La galerie du Cierge est une galerie où il n’y a pas d’art pariétal. Pourtant, elle dévoile de nombreuses informations lorsqu’on se met à porter le regard sur les roches, les parois et les sols.
L’art de regarder est crucial dans la recherche à Chauvet. Cela résulte des décisions prises pour conserver ce lieu intact et pour n’interférer en rien dans les traces ou les objets, datant du Paléolithique. Que reste-t-il si l’on ne peut pas toucher, ni marcher sur les sols, ni fouiller ? Il faut s’assoir et regarder, affûter le regard et déployer les visions, qu’elles soient oculaires ou intellectuelles, apprendre à prendre le temps.

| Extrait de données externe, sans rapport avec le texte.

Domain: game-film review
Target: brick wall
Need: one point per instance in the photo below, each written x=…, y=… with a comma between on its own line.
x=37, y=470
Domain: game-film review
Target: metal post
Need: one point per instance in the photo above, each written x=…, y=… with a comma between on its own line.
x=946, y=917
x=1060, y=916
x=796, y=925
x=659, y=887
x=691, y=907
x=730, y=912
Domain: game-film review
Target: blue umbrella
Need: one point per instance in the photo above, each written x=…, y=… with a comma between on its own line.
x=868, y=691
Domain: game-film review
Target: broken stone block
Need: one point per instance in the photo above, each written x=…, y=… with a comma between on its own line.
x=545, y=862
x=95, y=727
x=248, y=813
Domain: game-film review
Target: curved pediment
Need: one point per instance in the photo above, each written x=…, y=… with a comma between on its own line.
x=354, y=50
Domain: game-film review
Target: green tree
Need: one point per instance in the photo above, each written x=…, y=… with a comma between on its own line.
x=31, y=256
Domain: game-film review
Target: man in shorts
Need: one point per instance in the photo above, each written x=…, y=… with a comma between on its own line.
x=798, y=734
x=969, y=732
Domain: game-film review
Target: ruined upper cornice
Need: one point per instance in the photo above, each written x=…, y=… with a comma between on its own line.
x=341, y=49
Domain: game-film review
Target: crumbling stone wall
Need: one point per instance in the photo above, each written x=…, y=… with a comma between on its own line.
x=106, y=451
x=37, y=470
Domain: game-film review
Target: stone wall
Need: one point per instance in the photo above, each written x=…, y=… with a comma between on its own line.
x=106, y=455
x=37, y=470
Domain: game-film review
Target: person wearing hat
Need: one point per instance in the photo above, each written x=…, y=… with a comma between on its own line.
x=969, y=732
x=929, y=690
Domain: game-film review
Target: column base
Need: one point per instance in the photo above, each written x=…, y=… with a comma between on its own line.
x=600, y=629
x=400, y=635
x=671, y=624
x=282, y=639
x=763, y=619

Jean-Jacques Delannoy a développé cette pratique dans sa recherche en géomorphologie. Il s’est efforcé d’inclure ses observations dans l’espace et le temps relatif (cela s’est passé avant, ceci s’est passé après) et d’explorer les liens possibles des humains du passé avec leur environnement. Ceci s’avère efficace car la grotte, ses pierres, ses formes, ses concrétions ont enregistré la mémoire du vivant : ainsi, le géomorphologue va pouvoir déduire de ses observations des gestes et des aménagements humains.
Dans la galerie du Cierge, les humains du Paléolithique ont créé des retenues d’eau en construisant des barrages de pierre et d’argile. Ils ont aussi cassé un plancher stalagmitique, puis déplacé le bloc obtenu pour créer une marche afin de passer plus facilement une zone de grand dénivelé.
C’est alors que le relief souterrain décrit et répertorié par un scientifique expert des reliefs karstiques et des grottes devient un paysage. Il est le résultat de la transformation par l’homme de son environnement et de son interaction avec lui.